Pocztówka, Anne Berest
Z jednej strony smutek, żal i złość na świat…, z drugiej zaś poczucie dotknięcia czegoś niezwykle ważnego, pięknego, dobrego… Takie emocje towarzyszyły mi podczas lektury powieści Anne Berest pt. Pocztówka, która to ukazała się właśnie w naszym kraju nakładem Wydawnictwa W.A.B. Książka ta nie pozwala bowiem przejść wobec siebie obojętnym, gdyż zawarty na jej stronach bagaż odczuć jest nazbyt wielkim. Zapraszam was do poznana recenzji tego tytułu.
Słowem wstępu
Opowieść ta znajduje swój początek pewnego zimowego ranka 2003 roku. Oto matka autorki znajduje w pocztowej skrzynce tytułową pocztówkę. Pocztówkę, na której znalazło się zdjęcie opery Garniera oraz imiona dziadków, wujka i ciotki kobiety, którzy zginęli w 1942 w Auschwitz. Chcąc odkryć nadawcę oraz jego motywację. Anne Berest rozpoczyna swoje prywatne śledztwo, poznając tym samym losy swoich przodków, odkrywając własne korzenie oraz pojmując to, kim jest… Pocztówka to powieść oparta na prawdziwych wydarzeniach. W niezwykle poruszający, ale też i intymny sposób odsłania przed nami blisko stuletnie losy rodziny Rabinowiczów – przodków autorki. W tym momencie też rozpoczyna się fascynująca podróż w czasie. Z jednej strony tworzą ją śledcze poczynania autorki, zaś z drugiej klarujący się z nich obraz wielkich namiętności, historycznych przemian, dramatu bycia Żydem w czasie wojennego terroru oraz prób przetrwania, z których nie każda zakończyła się szczęśliwie.
Fabuła Pocztówki
Możemy pasjonować się tutaj dwoma głównymi wątkami. Dociekaniem prawdy Anne Berest o nadawcy pocztówki i burzliwymi losami jej rodziny. To złe, smutne i dogłębnie poruszające sceny. Jednocześnie jest w nich i piękno poświęcenie dla innych, wzajemna troska o siebie oraz wiara w to, że mimo wszystko wydarzy się cud. Z czasem oczywiście oba te literackie plany łączą się tu w spójną całość, którą wieńczy piękny finał. Trudno jest mówić o bohaterach tej powieści, z których większość od dawna nie żyje. Ephraim, Emma, Noemie, Jacues i inni, to ludzie z krwi i kości.
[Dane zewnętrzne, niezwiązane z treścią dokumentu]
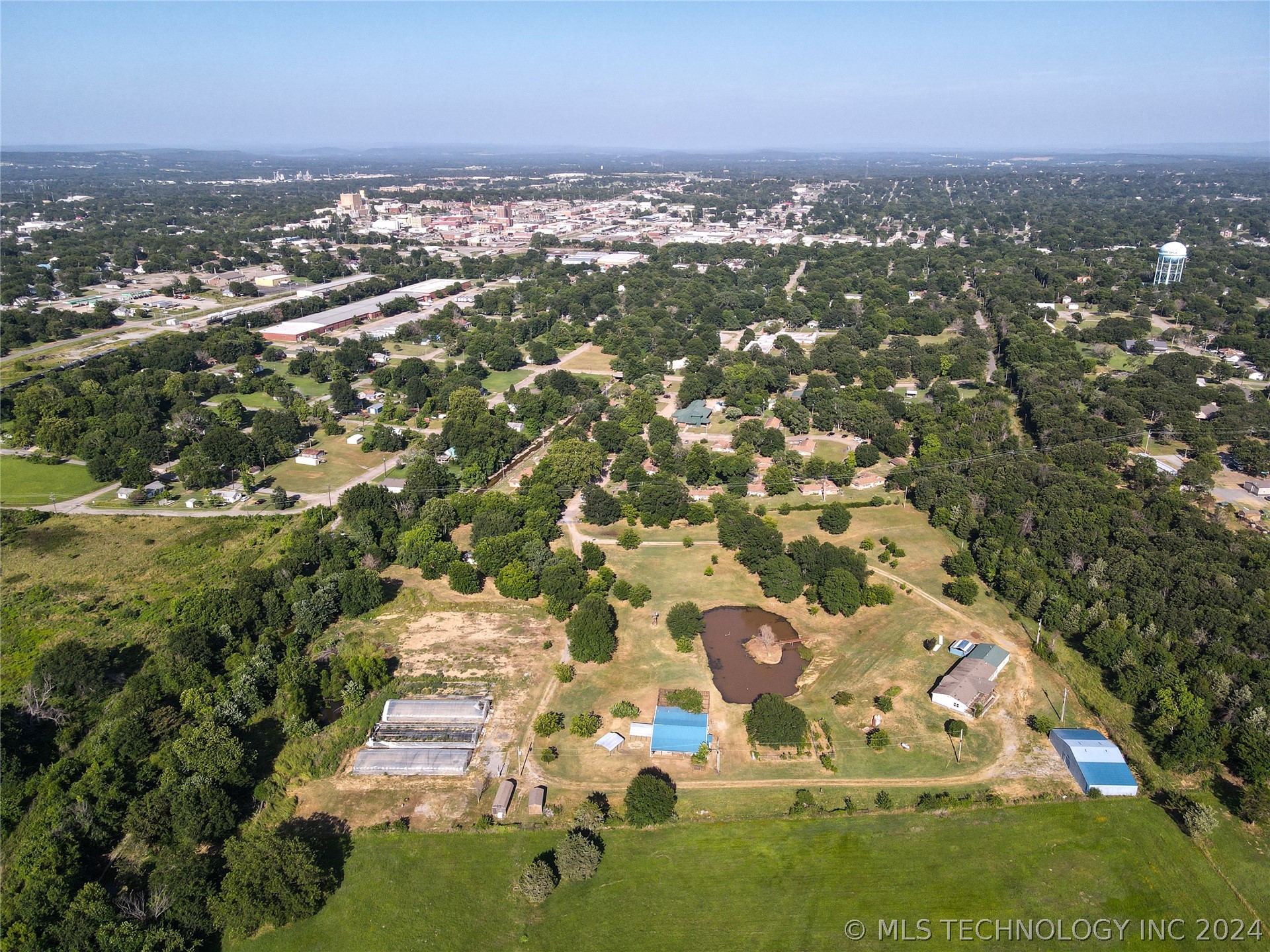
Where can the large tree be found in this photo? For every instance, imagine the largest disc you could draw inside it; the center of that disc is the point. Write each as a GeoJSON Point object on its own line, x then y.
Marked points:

Nie zawsze idealni, ponoszący cierpienie, ale też i poznający smak szczęśliwych chwil. Czytając o nich czujemy to, że są oni na wskroś autentyczni, prawdziwi. I to też wydaje się być jedną z największych wartości tej opowieści, iż oto jej autorka ukazała tych bohaterów takimi, jakimi byli naprawdę. Nie sposób nie uwierzyć także w tę całą powieściową rzeczywistość, która prowadzi nas przez całe stulecie i przez rozmaite zakątki świata. Począwszy od Rosji, poprzez kraje Bliskiego Wschodu, a kończąc na wojennej Polsce oraz współczesnej nam Francji. Największe emocje wzbudza tu w nas czas i miejsce życia w obozie w Auschwitz, które to zostały ukazane w bardzo realistyczny sposób.
Recenzja książki
Pocztówka stanowi sobą coś znacznie ważniejszego, aniżeli emocjonującą i wzruszającą powieść historyczną. Mamy tu bowiem do czynienia z ważnym głosem sprzeciwu wobec ludzkiej pogardy względem pochodzenia, wyznania, koloru skóry. To głos niezwykle potrzebny, gdyż w ostatnim czasie znów zawisło nad Europą widmo wojny. Nie różni się ona od tej sprzed blisko 80 lat. I teraz w imię polityki giną niewinni ludzie tylko dlatego, że należą do danego narodu. To również historia o Anne Berest. Nowoczesnej kobiecie, pisarce, osobie, której całe życie zmieniło się właśnie za sprawą owej, tytułowej pocztówki. Jej śledztwo, zdobyte za jego sprawą informacje oraz powstała na ich kanwie niniejsza książka, zmieniły ją samą. Sprawiły, że zrozumiała kim jest oraz uświadomiły tę piękną rzecz, że życie nie jest przywilejem, ale czymś na wzór obowiązku i powinności względem tych jej przodków, którym nie było dane przetrwać wojennego piekła. To swoiste katharsis autorki, które odbywa się na kartach książki.
Podsumowanie recenzji
Jakkolwiek trywialnie to zabrzmi, powieść Anne Berest pt. Pocztówka jest absolutnie dla każdego czytelnika. To niezwykle prawdziwy pomnik wojennej historii i związanego z nią Holocaustu. To również poruszająca relacja o życiu rodziny, która na przestrzeni dziesięcioleci doświadczyła wszystkiego, co najdramatyczniejsze. Wreszcie jest to książka o nadziei, wierze w lepsze jutro i odkrywaniu tego, co w życiu każdego człowieka jest najważniejsze. Polecam.